Tasaka Y, Nakagawa Y, Sato C, Mino M, Uozumi N, Murata N, Muto S, Iida H
Research Institute for Biological Sciences, 7549-1 Yoshikawa, Kayo, Joubo, Okayama, 716-1241, Japan.
Biochem Biophys Res Commun. 2000 Mar 5;269(1):265-9. doi: 10.1006/bbrc.2000.2278.
The Saccharomyces cerevisiae MID1 gene encodes a stretch-activated Ca(2+)-permeable channel. In a protein database, we found a Schizosaccharomyces pombe gene whose predicted protein shows 26% identical and 62% similar to the Mid1 channel in amino acid sequence. cDNA derived from this gene, designated yam8(+), was isolated by reverse transcription-polymerase chain reaction (RT-PCR). Further analysis showed that the Yam8 protein consists of 486 amino acids and has 6 hydrophobic segments. The yam8(+) cDNA, placed under the S. cerevisiae TDH3 promoter, partially complemented the mating pheromone-induced death (mid) phenotype of the S. cerevisiae mid1 mutant. The expression of the yam8(+) cDNA in the mid1 mutant cells partially remediated the mid phenotype and resulted in a slight increase in Ca(2+) uptake activity. These findings suggest that Yam8 is a potential homologue of Mid1.

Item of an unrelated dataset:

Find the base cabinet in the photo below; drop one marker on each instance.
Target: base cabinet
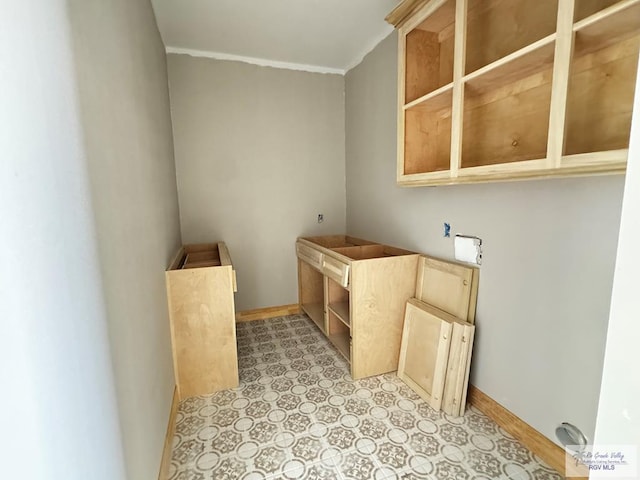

酿酒酵母MID1基因编码一种牵张激活的Ca(2+)通透通道。在一个蛋白质数据库中,我们发现了一种粟酒裂殖酵母基因,其预测的蛋白质在氨基酸序列上与Mid1通道有26%的同一性和62%的相似性。通过逆转录聚合酶链反应(RT-PCR)分离出了源自该基因的cDNA,命名为yam8(+)。进一步分析表明,Yam8蛋白由486个氨基酸组成,有6个疏水片段。置于酿酒酵母TDH3启动子下的yam8(+) cDNA部分互补了酿酒酵母mid1突变体的交配信息素诱导死亡(mid)表型。yam8(+) cDNA在mid1突变体细胞中的表达部分修复了mid表型,并导致Ca(2+)摄取活性略有增加。这些发现表明Yam8是Mid1的潜在同源物。